Author | Brian J. Zikmund-Fisher

Illustration by James Steinberg

When making medical decisions, patients crave the sure thing. Medicine, however, is full of uncertainty and tradeoffs. Medical interventions, whether as drastic as a bone marrow transplant or as simple as a statin, give patients chances of benefit in exchange for chances of harm. A one-in-one-thousand risk means there is one person whose life is transformed or lost because of that intervention. "Very rare" or "low risk" is not the same thing as "no risk."

Medical professionals now seek to engage patients in shared decision making for everything from back surgeries to antidepressants to mammography. That means patients have to be made aware of many types of risk, face the possibility of harm and make choices about it.

This lesson was driven home to me early in my academic career, when I was still a Ph.D. student. At the time, I was getting my doctorate in Behavioral Decision Theory, a combination of decision psychology and behavioral economics that studies how people behave as they gather information to make complex decisions about risky prospects.

Then, one day in 1998, I hit my arm while playing racquetball with a fellow Ph.D. student.

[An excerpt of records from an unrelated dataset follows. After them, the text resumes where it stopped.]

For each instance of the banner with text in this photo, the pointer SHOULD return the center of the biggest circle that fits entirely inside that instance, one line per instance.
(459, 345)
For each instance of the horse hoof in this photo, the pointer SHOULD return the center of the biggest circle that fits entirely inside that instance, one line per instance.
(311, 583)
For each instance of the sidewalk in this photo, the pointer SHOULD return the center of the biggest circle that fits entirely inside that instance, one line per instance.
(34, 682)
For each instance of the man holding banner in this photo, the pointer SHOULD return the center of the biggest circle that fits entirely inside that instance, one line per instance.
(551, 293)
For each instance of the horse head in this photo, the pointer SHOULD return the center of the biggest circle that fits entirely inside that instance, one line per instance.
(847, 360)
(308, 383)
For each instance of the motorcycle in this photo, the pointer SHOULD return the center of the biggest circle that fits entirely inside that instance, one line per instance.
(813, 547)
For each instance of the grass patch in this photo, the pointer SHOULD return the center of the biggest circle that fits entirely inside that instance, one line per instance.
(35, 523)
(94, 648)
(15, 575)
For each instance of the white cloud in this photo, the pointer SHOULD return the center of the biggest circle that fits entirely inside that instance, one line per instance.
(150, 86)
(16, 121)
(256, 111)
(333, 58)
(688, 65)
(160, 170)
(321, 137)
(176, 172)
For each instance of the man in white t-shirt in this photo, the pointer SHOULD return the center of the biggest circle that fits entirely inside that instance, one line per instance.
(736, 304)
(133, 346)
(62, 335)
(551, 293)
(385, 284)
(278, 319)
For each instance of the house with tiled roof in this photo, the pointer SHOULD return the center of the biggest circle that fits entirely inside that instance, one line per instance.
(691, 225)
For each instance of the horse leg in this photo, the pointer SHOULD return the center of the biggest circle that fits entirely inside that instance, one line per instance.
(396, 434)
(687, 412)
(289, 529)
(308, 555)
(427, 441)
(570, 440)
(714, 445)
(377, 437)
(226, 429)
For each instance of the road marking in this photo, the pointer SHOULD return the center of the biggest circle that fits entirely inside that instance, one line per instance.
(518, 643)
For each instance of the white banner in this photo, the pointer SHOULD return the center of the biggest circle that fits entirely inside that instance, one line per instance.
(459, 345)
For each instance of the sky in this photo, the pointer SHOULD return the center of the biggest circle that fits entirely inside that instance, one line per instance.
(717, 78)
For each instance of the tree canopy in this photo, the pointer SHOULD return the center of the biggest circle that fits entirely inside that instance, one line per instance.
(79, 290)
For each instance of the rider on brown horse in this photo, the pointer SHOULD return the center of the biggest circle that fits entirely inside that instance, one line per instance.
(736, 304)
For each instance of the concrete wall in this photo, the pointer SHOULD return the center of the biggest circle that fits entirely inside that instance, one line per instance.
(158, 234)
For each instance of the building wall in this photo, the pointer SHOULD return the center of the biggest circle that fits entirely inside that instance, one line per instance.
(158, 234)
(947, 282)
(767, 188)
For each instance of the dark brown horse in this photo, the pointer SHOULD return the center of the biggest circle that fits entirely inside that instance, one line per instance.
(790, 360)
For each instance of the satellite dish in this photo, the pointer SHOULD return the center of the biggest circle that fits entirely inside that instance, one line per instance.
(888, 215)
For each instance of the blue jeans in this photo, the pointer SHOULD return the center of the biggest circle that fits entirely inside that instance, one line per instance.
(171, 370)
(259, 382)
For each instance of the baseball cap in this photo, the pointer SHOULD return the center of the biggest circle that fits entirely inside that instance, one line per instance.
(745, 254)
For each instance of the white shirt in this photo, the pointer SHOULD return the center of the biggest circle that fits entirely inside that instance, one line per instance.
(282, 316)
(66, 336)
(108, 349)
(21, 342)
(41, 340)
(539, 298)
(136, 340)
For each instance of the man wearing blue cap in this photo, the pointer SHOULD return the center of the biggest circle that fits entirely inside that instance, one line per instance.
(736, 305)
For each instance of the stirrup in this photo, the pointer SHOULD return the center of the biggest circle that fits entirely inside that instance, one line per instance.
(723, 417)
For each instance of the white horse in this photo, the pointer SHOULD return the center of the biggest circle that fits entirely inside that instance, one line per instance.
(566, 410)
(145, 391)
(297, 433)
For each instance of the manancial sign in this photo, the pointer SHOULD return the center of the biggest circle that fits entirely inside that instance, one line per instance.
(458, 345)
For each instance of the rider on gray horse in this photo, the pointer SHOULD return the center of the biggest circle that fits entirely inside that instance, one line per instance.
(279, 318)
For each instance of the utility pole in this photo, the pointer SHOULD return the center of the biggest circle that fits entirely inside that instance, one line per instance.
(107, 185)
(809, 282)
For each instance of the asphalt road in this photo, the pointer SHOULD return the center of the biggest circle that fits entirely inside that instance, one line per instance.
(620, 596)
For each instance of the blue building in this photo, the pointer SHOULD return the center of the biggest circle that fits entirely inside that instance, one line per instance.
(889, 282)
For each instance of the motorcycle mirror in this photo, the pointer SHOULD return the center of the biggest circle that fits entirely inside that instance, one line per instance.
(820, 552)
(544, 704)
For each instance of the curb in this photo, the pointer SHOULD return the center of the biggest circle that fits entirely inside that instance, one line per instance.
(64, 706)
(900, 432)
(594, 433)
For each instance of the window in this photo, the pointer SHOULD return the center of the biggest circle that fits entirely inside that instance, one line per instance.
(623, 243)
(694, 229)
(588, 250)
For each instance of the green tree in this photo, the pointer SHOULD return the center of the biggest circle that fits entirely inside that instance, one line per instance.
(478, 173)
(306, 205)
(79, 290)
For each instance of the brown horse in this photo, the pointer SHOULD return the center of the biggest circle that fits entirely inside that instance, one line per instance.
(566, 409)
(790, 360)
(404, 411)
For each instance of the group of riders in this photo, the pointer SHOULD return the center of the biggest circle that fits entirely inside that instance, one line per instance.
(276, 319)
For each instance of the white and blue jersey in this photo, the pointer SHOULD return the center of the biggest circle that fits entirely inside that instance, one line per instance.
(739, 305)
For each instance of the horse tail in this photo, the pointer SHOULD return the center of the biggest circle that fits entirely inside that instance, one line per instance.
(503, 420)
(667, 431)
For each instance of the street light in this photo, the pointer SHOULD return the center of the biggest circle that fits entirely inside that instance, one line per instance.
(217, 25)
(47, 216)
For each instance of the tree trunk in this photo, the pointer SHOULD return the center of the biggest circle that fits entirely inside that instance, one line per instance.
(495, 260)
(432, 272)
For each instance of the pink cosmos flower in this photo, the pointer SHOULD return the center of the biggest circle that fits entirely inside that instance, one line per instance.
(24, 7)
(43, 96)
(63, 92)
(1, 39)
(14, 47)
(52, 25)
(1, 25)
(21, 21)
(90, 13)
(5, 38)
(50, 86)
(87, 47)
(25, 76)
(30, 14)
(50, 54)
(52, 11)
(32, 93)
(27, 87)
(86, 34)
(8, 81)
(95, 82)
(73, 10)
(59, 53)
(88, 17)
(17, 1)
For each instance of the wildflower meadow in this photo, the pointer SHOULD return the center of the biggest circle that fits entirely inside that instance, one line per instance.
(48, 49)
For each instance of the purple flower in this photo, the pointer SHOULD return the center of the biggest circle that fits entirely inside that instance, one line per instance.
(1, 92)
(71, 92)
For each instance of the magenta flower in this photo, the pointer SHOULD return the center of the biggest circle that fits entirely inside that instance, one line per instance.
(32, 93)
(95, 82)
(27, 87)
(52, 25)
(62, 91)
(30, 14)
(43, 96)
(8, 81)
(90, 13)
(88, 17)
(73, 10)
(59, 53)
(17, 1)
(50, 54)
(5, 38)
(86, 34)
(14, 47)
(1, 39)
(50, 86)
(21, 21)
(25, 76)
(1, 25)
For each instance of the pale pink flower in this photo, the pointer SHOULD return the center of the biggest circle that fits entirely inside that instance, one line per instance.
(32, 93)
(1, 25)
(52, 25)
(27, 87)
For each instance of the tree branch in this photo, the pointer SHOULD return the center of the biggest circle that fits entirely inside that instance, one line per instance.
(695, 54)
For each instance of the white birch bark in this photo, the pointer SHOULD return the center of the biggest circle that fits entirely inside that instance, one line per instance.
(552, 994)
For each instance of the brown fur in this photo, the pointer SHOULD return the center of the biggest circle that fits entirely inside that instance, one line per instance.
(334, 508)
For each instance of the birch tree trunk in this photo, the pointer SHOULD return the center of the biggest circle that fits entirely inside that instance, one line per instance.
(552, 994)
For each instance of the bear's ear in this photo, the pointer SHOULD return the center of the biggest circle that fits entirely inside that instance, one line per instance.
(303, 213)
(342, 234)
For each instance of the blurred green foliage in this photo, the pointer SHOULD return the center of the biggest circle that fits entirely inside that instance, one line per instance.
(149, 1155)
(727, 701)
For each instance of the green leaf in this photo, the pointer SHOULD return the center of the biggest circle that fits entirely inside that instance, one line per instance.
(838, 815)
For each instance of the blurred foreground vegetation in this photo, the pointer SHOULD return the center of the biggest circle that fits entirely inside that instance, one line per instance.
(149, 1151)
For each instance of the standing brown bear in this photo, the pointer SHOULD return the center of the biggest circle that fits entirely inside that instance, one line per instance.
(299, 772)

An hour later, the bruise went from my shoulder to my wrist. Because I previously had low platelet counts as a teenager, I knew to get tested as soon as possible. This time, the count was 19 (x109/L), nearly low enough to cause spontaneous internal bleeding. Diagnosis: myelodysplastic syndrome. My only chance of a cure was a bone marrow transplant from an unrelated donor that could kill me within days or weeks by leaving me completely unprotected from every kind of illness, large or small.

I had become my own case study.

That fall, my wife and I went to my intake appointment for a bone marrow transplant program. I remember the conference room vividly: the glass windows with blinds, the modern conference table, the whiteboard.

I said to the doctors, "I study decision making — give me data." So they drew survival curves on the board: First, a decreasing concave curve showed my life expectancy without the transplant: very good for a few years, then dropping quickly and reaching zero somewhere around 10 years. Then the hockey stick of the transplant curve: sharply dropping during the first year — my chance of surviving the first year was around 70 percent — but pretty much flat thereafter. If I made it through that first year, I would probably live for decades.

As a highly numerate graduate student studying risk and decision making, I was as well prepared as anyone could be to make sense of those data … [I]f it was that hard for me, how hard must it be for everyone else? —Brian J. Zikmund-Fisher

Three things struck me that day: As a highly numerate graduate student studying risk and decision making, I was as well prepared as anyone could be to make sense of those data. Even after comprehending the graphs, it was still incredibly hard to make that choice because there was no right answer. And, finally, if it was that hard for me, how hard must it be for everyone else?

As a patient on the bone marrow transplant unit, I saw the relevant risks firsthand when several of my fellow transplant patients never left our 20-bed ward. I was one of the lucky ones, but it wasn't easy. It was over a year later when I overcame the fatigue and nausea enough to resume work on my Ph.D.

The storyteller Matt Dicks says that good stories are really about five seconds of life. The five-second core of my story is that moment when I realized how hard medical decision making must be for patients who lack my advantages. It provided the goal for my professional career: to make patients' lives better by making it easier for them to absorb the health information they must face.

Huge efforts have been made to allow patients to see their test results and medical records. But, access to information does not guarantee meaningful use. In fact, more information can be harmful, and it is ethically problematic to bombard patients with data that they cannot use.

What I, and my colleagues at the U-M Center for Bioethics and Social Sciences in Medicine, have shown in our work is that how information is provided to patients matters more than what the data are. Just providing the right number is not enough. Health data must be presented in the best format to fit patients' needs, accompanied by relevant reference standards to make them intuitively meaningful.

For example, people can make better treatment decisions if relevant risks are provided in icon array graphics (for example, a 10 x 10 matrix of stick figures, each representing 1 percent of the entire population) than simply as numbers. A treatment success rate of 28 percent is meaningless absent comparison information about other options. In my case, my platelet count of 19 was meaningful to me because I knew normal values are around 200-300 [x109/L], and that counts lower than 10 are extremely dangerous.

All patients are unprepared for the health data, tradeoffs and choices they face. Even patients like me. But the more that we are aware of the science and ethics of health communication, the more we can ensure that health data communications are a benefit, not a burden, to patients like me in our hour of need.